Yesterday, the leadership and members of the opposition National Democratic Congress (NDC) implemented their oath to carry on with their “March for Justice” street protest.
The security agencies, committed to keeping our peace, despite their disagreement with the organisers of the demonstration, bent over backwards in monitoring the demonstration to ensure that there were no excesses and no infiltration to mar the beauty of the event.
The media’s monitoring of the event indicated crowd control was professional. From the Tetteh Quarshie Roundabout to the Airport route through the 37 Military Hospital to the Jubilee House, and later to Parliament, everything was peaceful.
We need to commend the organisers for managing affairs to the satisfaction of members of the general public.
As for the message, we believe the leading opposition party intended it for its publics, and so Ghanaians may understand them. Being in opposition allows for some modicum of flexing, and we believe that’s what the NDC did.
Particularly for the NDC national youth organiser, it was a day and also a fitting climax, in his opinion, for a well-orchestrated programme of “shaking Ghana” and “compelling government to listen.”
What was not clear was the noise about government not having accomplished anything, and jobs still not available for the youth. The record doesn’t support that claim, especially given the fact that unemployment was worse under the NDC administration, from the Rawlings era through Professor John Evans Atta Mills’ and Mahama.
We are particularly enthused about the fact that this demonstration has come and gone – and most probably – with that, all other demonstrations that the NDC has sworn to inflict upon us.
Holding peaceful demonstrations adds to our democratic gains, and it is particularly refreshing when the NDC leadership has proved that it can be relied upon by the security agencies.
As they would admit, because they have been there before, governments all over the world manage situations before giving organisers of demonstrations ‘the green light’. While we hope that this ‘act of magnanimity’ on the part of the authorities and security agencies will not be abused in future, it is still important that all stakeholders refer to the laws when taking crucial decisions. After all, social stability is a collective duty.
While we allow the NDC the right to its opinions and messages, we need to stress that its current propaganda about injustice, together with the insinuation about the ruling administration having the Judiciary under its armpit, are patent lies that diminish the integrity of yesterday’s protest.
Any serious politician and law student would know that since our national independence, Ghana’s Judiciary has been largely flawless in the handling of its sacred responsibilities, regardless of the system of government that we have had to live with.
From Justice Kobina Aku Korsah through Nii Amaa Ollenu and Philip Archer; Georgina Wood to Kwesi Anin-Yeboah, we must admit making mischievous references to our Judiciary is like attacking the head of the family.
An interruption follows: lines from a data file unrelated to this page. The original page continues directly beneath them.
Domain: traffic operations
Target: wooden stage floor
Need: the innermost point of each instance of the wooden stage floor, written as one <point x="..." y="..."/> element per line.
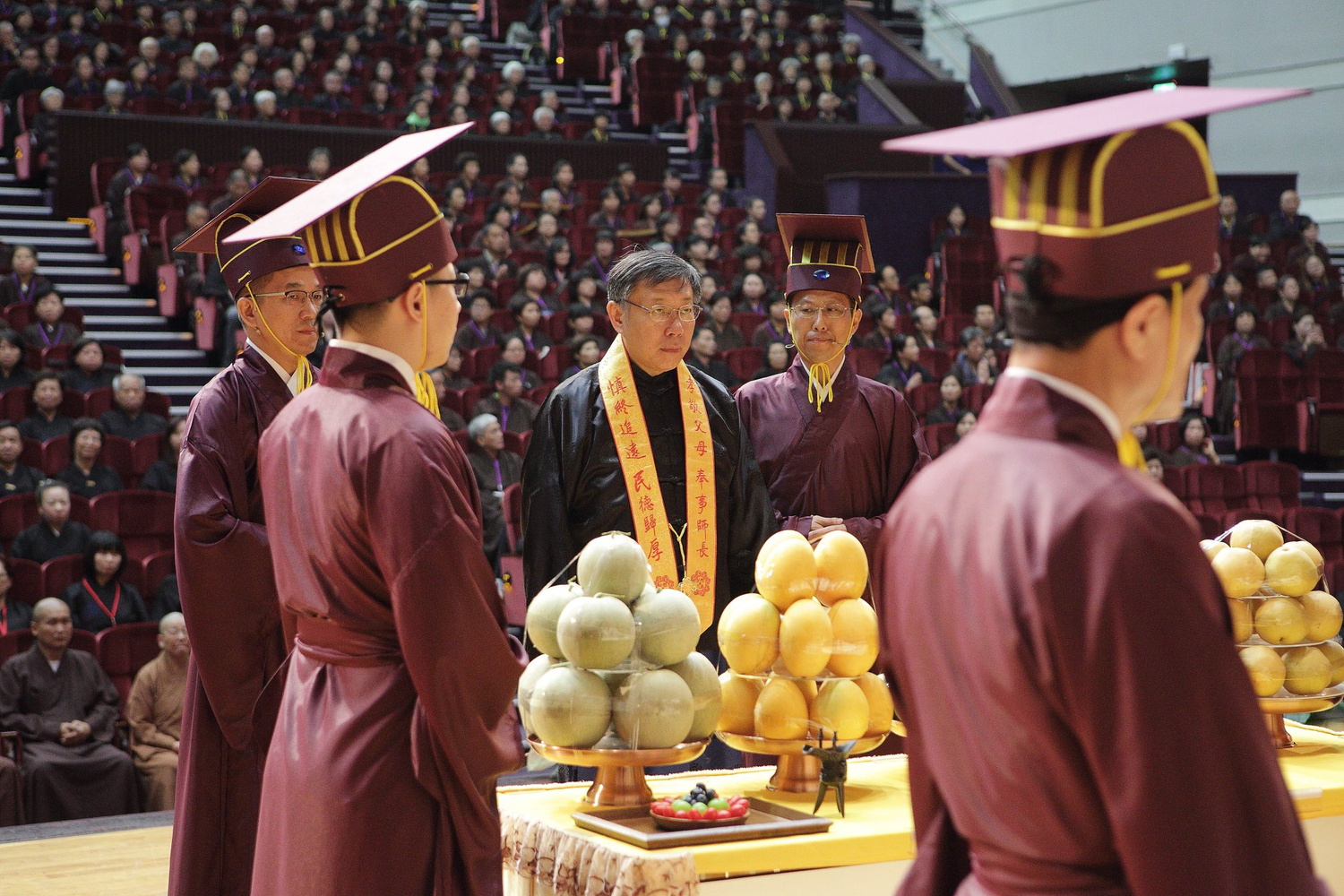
<point x="121" y="863"/>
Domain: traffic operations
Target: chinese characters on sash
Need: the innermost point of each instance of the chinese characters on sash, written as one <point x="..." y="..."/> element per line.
<point x="653" y="532"/>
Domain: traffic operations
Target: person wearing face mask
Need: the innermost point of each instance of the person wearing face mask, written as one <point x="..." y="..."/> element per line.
<point x="835" y="447"/>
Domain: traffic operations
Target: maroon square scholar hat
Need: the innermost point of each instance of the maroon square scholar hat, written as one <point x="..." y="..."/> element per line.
<point x="370" y="233"/>
<point x="825" y="252"/>
<point x="245" y="263"/>
<point x="1117" y="195"/>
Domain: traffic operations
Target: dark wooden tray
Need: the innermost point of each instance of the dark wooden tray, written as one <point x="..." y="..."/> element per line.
<point x="633" y="825"/>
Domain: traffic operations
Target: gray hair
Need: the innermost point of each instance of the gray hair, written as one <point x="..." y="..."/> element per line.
<point x="480" y="424"/>
<point x="648" y="266"/>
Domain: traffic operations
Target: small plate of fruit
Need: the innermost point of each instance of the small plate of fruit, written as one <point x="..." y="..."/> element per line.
<point x="701" y="807"/>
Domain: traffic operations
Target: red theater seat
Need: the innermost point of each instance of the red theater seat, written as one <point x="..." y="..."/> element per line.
<point x="123" y="649"/>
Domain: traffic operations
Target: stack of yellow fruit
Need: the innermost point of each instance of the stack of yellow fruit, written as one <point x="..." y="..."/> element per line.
<point x="800" y="649"/>
<point x="1282" y="625"/>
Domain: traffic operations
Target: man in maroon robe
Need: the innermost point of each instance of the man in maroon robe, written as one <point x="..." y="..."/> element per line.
<point x="397" y="716"/>
<point x="835" y="447"/>
<point x="223" y="552"/>
<point x="1059" y="646"/>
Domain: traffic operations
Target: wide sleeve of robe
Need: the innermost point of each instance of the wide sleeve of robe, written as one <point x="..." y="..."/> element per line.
<point x="222" y="554"/>
<point x="424" y="521"/>
<point x="1163" y="710"/>
<point x="546" y="495"/>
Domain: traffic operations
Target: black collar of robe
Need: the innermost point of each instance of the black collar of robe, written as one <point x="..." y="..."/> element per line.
<point x="1029" y="409"/>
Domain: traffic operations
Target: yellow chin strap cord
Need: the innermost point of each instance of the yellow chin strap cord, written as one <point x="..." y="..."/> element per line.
<point x="304" y="370"/>
<point x="820" y="381"/>
<point x="1131" y="452"/>
<point x="425" y="392"/>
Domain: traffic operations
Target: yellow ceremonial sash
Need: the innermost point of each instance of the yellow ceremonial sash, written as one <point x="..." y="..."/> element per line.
<point x="699" y="540"/>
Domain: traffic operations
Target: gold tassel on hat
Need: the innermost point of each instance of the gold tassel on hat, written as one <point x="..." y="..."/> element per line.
<point x="425" y="392"/>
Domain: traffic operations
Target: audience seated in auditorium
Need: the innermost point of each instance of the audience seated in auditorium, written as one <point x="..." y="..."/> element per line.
<point x="505" y="403"/>
<point x="99" y="599"/>
<point x="54" y="533"/>
<point x="926" y="328"/>
<point x="478" y="331"/>
<point x="1306" y="340"/>
<point x="65" y="708"/>
<point x="46" y="422"/>
<point x="776" y="327"/>
<point x="1287" y="220"/>
<point x="949" y="410"/>
<point x="15" y="476"/>
<point x="726" y="335"/>
<point x="15" y="616"/>
<point x="774" y="359"/>
<point x="975" y="365"/>
<point x="1228" y="357"/>
<point x="85" y="476"/>
<point x="1230" y="226"/>
<point x="1289" y="300"/>
<point x="496" y="469"/>
<point x="48" y="330"/>
<point x="703" y="351"/>
<point x="23" y="284"/>
<point x="1196" y="445"/>
<point x="453" y="371"/>
<point x="86" y="367"/>
<point x="128" y="417"/>
<point x="1228" y="297"/>
<point x="513" y="351"/>
<point x="153" y="711"/>
<point x="586" y="351"/>
<point x="883" y="336"/>
<point x="13" y="373"/>
<point x="905" y="373"/>
<point x="161" y="474"/>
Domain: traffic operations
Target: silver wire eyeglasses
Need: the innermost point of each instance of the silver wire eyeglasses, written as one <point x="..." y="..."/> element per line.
<point x="295" y="297"/>
<point x="459" y="284"/>
<point x="661" y="314"/>
<point x="831" y="312"/>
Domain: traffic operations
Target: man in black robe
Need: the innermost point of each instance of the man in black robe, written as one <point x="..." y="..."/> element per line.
<point x="65" y="707"/>
<point x="56" y="533"/>
<point x="573" y="482"/>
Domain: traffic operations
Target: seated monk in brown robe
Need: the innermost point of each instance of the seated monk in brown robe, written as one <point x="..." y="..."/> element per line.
<point x="155" y="712"/>
<point x="65" y="707"/>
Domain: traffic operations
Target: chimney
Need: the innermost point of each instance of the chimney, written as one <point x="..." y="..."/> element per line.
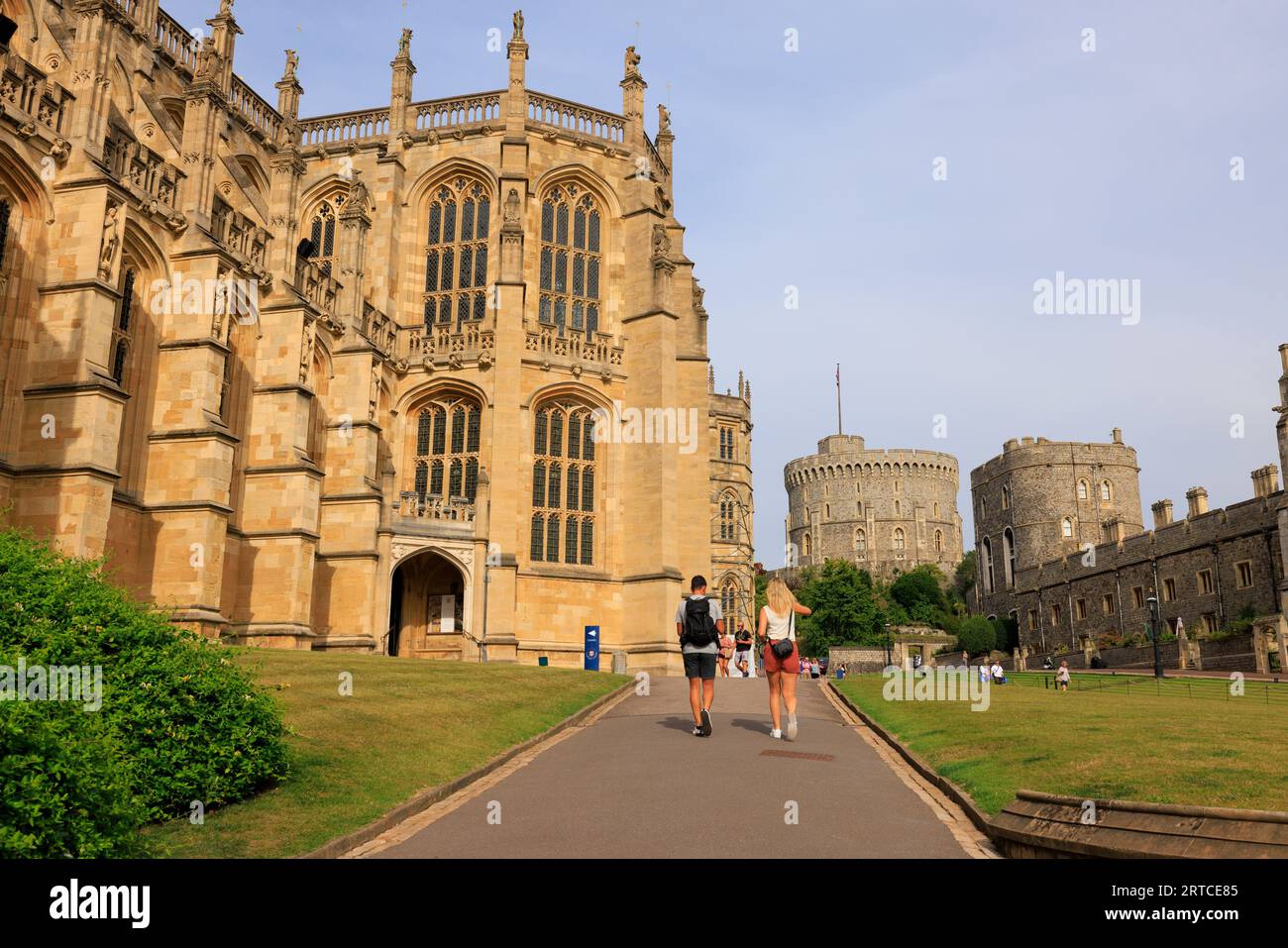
<point x="1265" y="480"/>
<point x="1162" y="513"/>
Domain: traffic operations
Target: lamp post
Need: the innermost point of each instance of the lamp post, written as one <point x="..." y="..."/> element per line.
<point x="1153" y="633"/>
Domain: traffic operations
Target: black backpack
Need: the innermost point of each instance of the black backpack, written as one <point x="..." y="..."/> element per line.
<point x="699" y="629"/>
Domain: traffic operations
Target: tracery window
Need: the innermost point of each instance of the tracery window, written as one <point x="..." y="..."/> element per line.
<point x="729" y="518"/>
<point x="563" y="484"/>
<point x="571" y="261"/>
<point x="447" y="449"/>
<point x="322" y="232"/>
<point x="726" y="453"/>
<point x="123" y="330"/>
<point x="456" y="252"/>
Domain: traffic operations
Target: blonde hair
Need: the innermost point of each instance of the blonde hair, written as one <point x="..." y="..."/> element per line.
<point x="781" y="599"/>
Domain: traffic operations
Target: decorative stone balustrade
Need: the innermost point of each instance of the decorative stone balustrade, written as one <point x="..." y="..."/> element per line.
<point x="458" y="112"/>
<point x="145" y="170"/>
<point x="574" y="348"/>
<point x="254" y="110"/>
<point x="27" y="90"/>
<point x="571" y="116"/>
<point x="240" y="235"/>
<point x="344" y="127"/>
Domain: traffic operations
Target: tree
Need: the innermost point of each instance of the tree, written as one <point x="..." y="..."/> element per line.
<point x="844" y="605"/>
<point x="977" y="634"/>
<point x="919" y="591"/>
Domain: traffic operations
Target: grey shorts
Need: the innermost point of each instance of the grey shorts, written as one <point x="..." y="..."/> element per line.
<point x="699" y="665"/>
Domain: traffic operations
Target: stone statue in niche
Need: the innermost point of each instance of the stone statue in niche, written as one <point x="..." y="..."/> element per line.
<point x="111" y="241"/>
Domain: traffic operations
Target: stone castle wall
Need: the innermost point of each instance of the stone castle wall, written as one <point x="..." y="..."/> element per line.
<point x="887" y="510"/>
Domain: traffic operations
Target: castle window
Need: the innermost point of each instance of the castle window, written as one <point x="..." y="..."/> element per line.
<point x="726" y="445"/>
<point x="728" y="518"/>
<point x="456" y="250"/>
<point x="571" y="263"/>
<point x="728" y="599"/>
<point x="565" y="455"/>
<point x="322" y="233"/>
<point x="123" y="331"/>
<point x="446" y="453"/>
<point x="1243" y="574"/>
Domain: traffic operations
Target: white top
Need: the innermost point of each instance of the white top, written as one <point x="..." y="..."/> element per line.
<point x="780" y="627"/>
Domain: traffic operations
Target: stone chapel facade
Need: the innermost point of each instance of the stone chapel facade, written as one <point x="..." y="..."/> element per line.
<point x="368" y="381"/>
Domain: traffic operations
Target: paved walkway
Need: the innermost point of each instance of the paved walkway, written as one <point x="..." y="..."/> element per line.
<point x="638" y="784"/>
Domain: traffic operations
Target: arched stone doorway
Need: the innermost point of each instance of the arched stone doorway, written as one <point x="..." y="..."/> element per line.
<point x="428" y="610"/>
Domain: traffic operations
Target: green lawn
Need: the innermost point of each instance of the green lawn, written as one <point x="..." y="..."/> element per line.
<point x="1122" y="742"/>
<point x="408" y="725"/>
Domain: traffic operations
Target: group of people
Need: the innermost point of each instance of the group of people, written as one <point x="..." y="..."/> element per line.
<point x="706" y="648"/>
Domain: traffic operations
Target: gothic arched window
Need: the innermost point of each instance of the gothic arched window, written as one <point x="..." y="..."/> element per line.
<point x="563" y="484"/>
<point x="456" y="254"/>
<point x="123" y="331"/>
<point x="322" y="233"/>
<point x="571" y="261"/>
<point x="447" y="449"/>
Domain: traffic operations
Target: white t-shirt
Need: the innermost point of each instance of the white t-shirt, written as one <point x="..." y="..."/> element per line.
<point x="778" y="627"/>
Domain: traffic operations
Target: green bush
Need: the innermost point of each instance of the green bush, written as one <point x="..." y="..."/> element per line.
<point x="179" y="721"/>
<point x="977" y="635"/>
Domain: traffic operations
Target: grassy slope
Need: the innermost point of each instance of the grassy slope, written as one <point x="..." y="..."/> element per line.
<point x="408" y="725"/>
<point x="1103" y="745"/>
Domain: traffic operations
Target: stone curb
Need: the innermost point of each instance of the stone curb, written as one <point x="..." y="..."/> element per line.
<point x="956" y="793"/>
<point x="425" y="798"/>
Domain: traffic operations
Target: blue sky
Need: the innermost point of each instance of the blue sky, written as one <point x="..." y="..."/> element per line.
<point x="812" y="168"/>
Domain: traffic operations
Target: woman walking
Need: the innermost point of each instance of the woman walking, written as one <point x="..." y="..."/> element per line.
<point x="781" y="657"/>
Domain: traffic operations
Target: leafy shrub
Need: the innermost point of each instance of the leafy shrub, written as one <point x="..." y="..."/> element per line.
<point x="179" y="721"/>
<point x="977" y="634"/>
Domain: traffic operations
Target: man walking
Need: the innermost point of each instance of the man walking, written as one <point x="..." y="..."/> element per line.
<point x="699" y="623"/>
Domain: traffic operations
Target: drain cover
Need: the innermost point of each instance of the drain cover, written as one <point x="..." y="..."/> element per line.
<point x="797" y="755"/>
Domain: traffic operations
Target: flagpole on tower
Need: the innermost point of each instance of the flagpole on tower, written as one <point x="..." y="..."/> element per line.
<point x="838" y="428"/>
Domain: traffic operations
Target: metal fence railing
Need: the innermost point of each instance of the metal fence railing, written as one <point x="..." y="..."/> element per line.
<point x="1136" y="685"/>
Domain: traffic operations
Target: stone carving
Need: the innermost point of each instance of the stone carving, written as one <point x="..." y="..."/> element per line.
<point x="111" y="241"/>
<point x="661" y="243"/>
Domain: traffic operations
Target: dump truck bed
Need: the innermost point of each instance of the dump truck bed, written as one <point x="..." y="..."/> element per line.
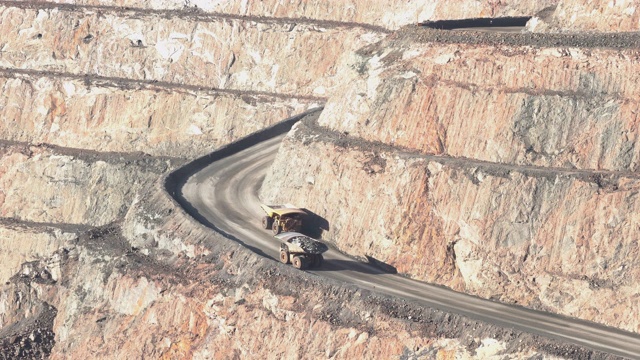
<point x="300" y="243"/>
<point x="281" y="210"/>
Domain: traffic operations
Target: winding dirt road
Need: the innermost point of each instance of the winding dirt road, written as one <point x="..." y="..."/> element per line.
<point x="225" y="193"/>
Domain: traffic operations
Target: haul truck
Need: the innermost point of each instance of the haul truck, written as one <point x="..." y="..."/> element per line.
<point x="300" y="250"/>
<point x="282" y="218"/>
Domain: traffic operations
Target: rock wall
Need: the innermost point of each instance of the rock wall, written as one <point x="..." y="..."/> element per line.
<point x="250" y="55"/>
<point x="390" y="14"/>
<point x="40" y="184"/>
<point x="582" y="15"/>
<point x="503" y="171"/>
<point x="113" y="300"/>
<point x="107" y="116"/>
<point x="557" y="241"/>
<point x="545" y="106"/>
<point x="27" y="242"/>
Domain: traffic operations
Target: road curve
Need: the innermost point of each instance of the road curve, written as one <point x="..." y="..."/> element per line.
<point x="225" y="194"/>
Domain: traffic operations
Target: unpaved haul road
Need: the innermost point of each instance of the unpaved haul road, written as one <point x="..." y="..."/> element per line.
<point x="226" y="194"/>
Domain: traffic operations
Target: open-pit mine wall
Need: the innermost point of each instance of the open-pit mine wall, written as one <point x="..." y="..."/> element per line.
<point x="171" y="80"/>
<point x="584" y="15"/>
<point x="505" y="171"/>
<point x="391" y="14"/>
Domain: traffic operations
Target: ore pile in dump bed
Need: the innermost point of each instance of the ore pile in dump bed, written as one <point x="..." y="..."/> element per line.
<point x="309" y="245"/>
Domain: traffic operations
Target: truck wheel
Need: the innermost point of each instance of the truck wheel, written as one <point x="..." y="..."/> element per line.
<point x="267" y="222"/>
<point x="276" y="227"/>
<point x="299" y="262"/>
<point x="317" y="260"/>
<point x="284" y="257"/>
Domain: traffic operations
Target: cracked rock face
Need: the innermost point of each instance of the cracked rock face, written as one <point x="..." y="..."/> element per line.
<point x="583" y="15"/>
<point x="503" y="171"/>
<point x="39" y="185"/>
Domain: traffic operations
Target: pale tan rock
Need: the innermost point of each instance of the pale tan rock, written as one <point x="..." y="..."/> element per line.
<point x="583" y="15"/>
<point x="21" y="244"/>
<point x="184" y="123"/>
<point x="555" y="240"/>
<point x="279" y="57"/>
<point x="390" y="14"/>
<point x="520" y="105"/>
<point x="40" y="185"/>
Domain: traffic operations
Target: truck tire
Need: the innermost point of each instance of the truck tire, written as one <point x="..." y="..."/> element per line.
<point x="267" y="222"/>
<point x="299" y="262"/>
<point x="284" y="257"/>
<point x="276" y="227"/>
<point x="317" y="260"/>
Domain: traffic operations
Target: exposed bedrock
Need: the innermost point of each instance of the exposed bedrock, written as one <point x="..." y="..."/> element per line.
<point x="120" y="115"/>
<point x="25" y="242"/>
<point x="546" y="106"/>
<point x="585" y="15"/>
<point x="55" y="185"/>
<point x="390" y="14"/>
<point x="552" y="239"/>
<point x="282" y="57"/>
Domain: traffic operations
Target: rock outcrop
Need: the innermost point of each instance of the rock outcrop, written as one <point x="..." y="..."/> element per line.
<point x="112" y="300"/>
<point x="101" y="98"/>
<point x="583" y="15"/>
<point x="505" y="171"/>
<point x="56" y="185"/>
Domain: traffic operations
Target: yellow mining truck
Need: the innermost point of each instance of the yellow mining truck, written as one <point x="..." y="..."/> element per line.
<point x="300" y="250"/>
<point x="282" y="218"/>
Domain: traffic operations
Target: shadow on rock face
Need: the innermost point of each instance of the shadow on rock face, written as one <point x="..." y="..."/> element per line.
<point x="381" y="265"/>
<point x="314" y="224"/>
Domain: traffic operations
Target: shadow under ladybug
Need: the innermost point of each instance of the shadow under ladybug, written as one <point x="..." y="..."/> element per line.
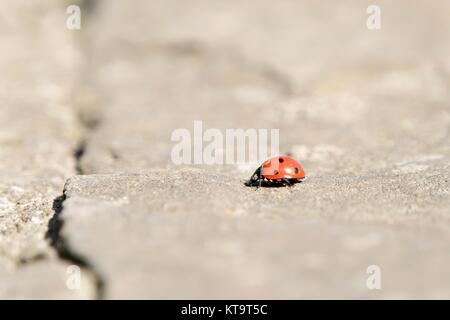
<point x="277" y="172"/>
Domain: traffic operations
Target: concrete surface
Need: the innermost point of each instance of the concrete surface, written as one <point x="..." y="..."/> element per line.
<point x="365" y="112"/>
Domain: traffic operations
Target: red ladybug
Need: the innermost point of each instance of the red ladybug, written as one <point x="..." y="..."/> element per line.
<point x="277" y="171"/>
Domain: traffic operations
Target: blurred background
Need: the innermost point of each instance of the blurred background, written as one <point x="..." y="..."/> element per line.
<point x="365" y="110"/>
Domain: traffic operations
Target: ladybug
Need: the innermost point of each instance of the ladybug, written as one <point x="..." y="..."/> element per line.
<point x="276" y="172"/>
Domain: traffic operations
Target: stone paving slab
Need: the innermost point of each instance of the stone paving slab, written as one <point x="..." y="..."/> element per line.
<point x="365" y="112"/>
<point x="38" y="135"/>
<point x="188" y="234"/>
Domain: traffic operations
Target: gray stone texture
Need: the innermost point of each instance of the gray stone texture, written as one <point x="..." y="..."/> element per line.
<point x="366" y="112"/>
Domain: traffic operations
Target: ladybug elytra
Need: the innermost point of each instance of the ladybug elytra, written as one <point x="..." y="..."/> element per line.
<point x="277" y="171"/>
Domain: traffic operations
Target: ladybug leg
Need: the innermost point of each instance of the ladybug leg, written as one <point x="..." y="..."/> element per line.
<point x="256" y="179"/>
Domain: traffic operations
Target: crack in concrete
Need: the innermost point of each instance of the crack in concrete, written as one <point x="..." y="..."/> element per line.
<point x="65" y="253"/>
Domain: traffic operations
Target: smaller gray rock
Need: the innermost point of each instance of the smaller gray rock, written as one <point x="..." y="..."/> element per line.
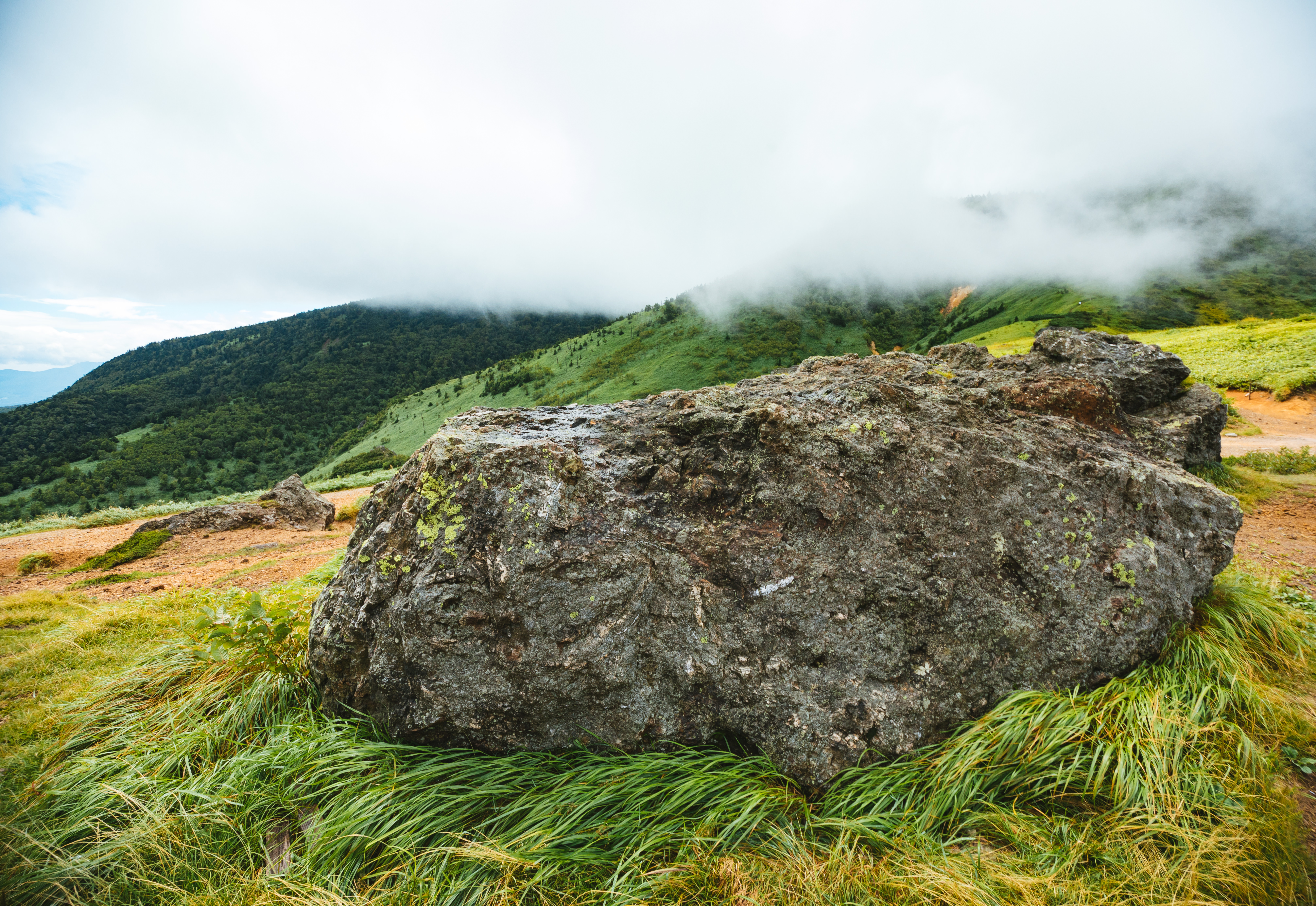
<point x="1185" y="431"/>
<point x="288" y="504"/>
<point x="299" y="507"/>
<point x="1139" y="375"/>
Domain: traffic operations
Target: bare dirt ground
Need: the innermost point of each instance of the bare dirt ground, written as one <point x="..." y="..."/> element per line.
<point x="1278" y="537"/>
<point x="1289" y="424"/>
<point x="247" y="557"/>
The consequences will certainly be dire and often self-destructive.
Way to go
In all these, we at the Daily Statesman are particularly satisfied that the Ghana Police Service did not resort to the law courts to prevent the NDC from carrying out yesterday’s demonstration. That would have led to an intensified propaganda that the government was undermining the rights of the citizenry to protest.
We are also happy that there were no provocations and subsequent unhelpful reactions. That is the way to go in a democratic nation where the rule of law operates.
We will always agree to disagree about issues in the country, but as we give vent to our feelings, it is always important that we do so in a manner that does not impair the peace and stability of the country. That is what the NDC was led to do yesterday, and that is the way to go.